Gen. Tchiani, who orchestrated the coup last month, expressed his reluctance to return the nation to civilian rule too quickly, citing potential exacerbation of the Islamist insurgencies linked to al-Qaeda and the Islamic State group.
“They seem ignorant to the fact that it is in large part thanks to the professionalism and valour of the defence and security forces of Niger that Niger has remained a barrier preventing terrorist hordes from destabilising the whole region,” said Gen. Tchiani
While the junta leader presented the transition plan as a means of orderly governance, skepticism remains regarding its feasibility and genuine intentions.
The proposed three-year transition has evoked comparisons to recent coup takeovers in neighboring Burkina Faso and Mali, raising concerns about the normalization of military interventions in West Africa.

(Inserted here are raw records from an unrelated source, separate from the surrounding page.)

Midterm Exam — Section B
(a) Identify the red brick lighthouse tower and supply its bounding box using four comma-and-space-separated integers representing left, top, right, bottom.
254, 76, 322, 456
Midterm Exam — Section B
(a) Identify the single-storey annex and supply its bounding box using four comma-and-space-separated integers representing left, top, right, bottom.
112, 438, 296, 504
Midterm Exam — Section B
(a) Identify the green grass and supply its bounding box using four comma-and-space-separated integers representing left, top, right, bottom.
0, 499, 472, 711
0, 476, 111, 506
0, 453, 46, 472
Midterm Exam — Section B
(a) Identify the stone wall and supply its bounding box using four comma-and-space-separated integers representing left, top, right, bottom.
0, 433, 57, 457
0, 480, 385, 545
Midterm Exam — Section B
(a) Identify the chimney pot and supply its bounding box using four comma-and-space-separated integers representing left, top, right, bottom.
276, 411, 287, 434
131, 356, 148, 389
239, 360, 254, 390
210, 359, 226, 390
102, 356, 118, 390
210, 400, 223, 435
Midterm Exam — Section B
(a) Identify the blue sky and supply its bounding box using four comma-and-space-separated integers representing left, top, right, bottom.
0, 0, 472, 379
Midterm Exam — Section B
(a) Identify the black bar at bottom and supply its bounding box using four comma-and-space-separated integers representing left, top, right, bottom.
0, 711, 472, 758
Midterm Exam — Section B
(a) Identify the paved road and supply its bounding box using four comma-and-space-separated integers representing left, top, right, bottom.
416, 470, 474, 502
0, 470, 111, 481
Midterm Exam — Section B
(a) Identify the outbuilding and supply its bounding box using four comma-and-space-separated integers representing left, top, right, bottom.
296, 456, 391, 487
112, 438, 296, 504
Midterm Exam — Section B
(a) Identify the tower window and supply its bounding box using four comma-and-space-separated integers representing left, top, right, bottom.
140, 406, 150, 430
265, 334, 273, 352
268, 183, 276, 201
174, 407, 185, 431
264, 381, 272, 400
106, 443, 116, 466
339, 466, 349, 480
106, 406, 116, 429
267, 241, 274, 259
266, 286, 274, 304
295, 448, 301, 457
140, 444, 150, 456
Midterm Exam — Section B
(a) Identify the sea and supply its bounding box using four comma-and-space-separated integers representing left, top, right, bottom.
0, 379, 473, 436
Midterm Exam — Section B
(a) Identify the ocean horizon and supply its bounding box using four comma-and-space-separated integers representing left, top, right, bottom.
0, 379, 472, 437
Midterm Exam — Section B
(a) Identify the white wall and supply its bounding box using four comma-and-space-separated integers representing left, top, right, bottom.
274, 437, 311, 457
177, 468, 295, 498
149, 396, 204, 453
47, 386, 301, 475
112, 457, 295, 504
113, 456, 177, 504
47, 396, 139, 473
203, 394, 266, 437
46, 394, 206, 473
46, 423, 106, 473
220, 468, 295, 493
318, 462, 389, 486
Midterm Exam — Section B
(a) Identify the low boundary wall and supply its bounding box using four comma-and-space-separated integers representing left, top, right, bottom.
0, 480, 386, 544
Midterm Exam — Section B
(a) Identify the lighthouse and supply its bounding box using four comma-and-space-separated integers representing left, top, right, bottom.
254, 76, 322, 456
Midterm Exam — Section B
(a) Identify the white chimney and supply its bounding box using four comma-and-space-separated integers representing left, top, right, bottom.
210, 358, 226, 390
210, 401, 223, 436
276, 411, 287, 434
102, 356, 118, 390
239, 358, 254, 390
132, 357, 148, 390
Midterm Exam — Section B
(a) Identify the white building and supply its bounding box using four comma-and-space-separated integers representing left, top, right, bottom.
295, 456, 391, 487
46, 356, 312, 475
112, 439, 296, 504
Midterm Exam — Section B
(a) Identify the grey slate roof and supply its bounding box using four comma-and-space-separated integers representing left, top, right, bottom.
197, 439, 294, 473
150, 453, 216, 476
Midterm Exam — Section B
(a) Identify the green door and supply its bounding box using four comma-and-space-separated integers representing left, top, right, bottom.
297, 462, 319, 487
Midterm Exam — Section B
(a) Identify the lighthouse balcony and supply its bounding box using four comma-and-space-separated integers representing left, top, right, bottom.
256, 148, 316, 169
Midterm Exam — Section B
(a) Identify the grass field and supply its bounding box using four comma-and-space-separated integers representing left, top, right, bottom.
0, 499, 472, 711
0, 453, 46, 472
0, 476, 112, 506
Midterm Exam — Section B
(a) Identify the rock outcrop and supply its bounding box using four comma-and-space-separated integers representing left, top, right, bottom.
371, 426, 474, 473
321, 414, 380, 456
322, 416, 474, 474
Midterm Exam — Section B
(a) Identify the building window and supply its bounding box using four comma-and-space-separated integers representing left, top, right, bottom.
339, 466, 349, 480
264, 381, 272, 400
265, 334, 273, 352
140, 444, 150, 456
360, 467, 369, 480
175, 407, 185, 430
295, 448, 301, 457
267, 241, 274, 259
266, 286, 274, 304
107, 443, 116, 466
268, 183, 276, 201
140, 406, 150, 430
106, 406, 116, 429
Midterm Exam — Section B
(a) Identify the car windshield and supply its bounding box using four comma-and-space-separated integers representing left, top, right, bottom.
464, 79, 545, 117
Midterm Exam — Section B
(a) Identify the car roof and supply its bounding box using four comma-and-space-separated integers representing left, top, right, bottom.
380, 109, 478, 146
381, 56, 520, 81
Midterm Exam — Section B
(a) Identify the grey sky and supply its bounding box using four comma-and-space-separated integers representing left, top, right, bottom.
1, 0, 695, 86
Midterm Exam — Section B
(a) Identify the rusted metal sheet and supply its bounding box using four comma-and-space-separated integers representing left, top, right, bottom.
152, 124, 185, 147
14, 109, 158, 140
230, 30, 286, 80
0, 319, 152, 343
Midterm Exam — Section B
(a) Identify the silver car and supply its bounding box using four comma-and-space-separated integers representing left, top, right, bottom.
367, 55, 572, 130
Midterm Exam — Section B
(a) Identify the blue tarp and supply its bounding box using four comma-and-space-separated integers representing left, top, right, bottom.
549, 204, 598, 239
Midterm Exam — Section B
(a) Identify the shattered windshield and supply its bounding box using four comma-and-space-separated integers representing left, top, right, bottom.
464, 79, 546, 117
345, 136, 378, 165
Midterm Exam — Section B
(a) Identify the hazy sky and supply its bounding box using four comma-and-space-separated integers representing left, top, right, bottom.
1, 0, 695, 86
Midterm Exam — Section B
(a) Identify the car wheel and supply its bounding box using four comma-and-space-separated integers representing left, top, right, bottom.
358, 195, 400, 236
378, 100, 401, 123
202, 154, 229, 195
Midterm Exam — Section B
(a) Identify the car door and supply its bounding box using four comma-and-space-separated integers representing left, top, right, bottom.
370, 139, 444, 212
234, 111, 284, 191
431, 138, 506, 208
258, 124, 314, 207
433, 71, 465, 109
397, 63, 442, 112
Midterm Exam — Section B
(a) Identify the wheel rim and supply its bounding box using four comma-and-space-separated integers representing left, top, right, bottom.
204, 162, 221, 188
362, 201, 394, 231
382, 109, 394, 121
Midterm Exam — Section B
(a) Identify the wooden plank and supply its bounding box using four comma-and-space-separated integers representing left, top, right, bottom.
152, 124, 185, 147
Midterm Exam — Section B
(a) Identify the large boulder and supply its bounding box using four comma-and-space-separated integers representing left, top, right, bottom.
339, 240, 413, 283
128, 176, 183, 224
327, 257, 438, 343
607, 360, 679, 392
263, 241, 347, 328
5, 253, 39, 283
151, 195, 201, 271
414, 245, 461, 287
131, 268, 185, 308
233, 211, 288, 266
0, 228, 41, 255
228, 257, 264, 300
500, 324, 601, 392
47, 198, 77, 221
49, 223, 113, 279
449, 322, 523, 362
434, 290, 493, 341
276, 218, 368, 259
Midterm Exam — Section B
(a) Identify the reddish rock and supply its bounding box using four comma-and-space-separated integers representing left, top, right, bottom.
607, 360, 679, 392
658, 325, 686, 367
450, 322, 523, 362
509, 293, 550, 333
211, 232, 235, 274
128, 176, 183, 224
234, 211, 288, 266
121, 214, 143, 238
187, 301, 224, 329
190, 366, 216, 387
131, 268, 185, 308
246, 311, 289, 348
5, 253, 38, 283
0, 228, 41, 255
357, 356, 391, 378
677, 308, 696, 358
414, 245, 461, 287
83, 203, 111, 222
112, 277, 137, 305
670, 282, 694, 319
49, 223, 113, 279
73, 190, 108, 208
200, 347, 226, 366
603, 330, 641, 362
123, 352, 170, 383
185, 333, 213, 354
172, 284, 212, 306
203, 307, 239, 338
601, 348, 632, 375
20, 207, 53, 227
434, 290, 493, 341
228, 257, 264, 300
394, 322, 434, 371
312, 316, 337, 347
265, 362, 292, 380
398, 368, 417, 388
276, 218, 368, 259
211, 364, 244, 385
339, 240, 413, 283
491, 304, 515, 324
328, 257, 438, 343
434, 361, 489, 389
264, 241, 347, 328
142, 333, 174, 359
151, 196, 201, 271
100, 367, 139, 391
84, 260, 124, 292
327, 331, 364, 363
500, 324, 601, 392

As the international community grapples with this recurring issue, the role of external influences has also come under scrutiny.
The influence of Russia in the Sahel region has been growing through its mercenary group Wagner, adding another layer of complexity to the evolving dynamics. This growing influence highlights the intricate web of geopolitical interests intertwined with the crisis, as different actors seek to exert their influence in the region.
Gen. Tchiani’s announcement of a transition dialogue within 30 days signifies a potential turning point in the crisis. The junta’s delegation met with representatives from ECOWAS, including Nigeria’s former head of state, Gen. Abdulsalam Abubakar, and Nigeria’s senior Muslim leader, the Sultan of Sokoto, Muhammadu Sa’adu Abubakar III. This engagement signals a step toward possible resolution, though the junta’s credibility and commitment to a peaceful transition remain subjects of skepticism.
The situation in Niger remains precarious, with ECOWAS considering both diplomatic and military options. The bloc has activated a standby force as a last resort to reinstate democratic order if negotiations fail. The need to prevent Niger from becoming the fourth West African nation to suffer a coup since 2020 has spurred ECOWAS into action.
Despite the ongoing crisis, citizens have taken to the streets to voice their opinions. Demonstrations both for and against the coup have created an atmosphere of uncertainty, further complicating the situation. The decision by Burkina Faso to send aid to its sanctions-affected neighbour exemplifies the dynamics of relationships between nations in the region.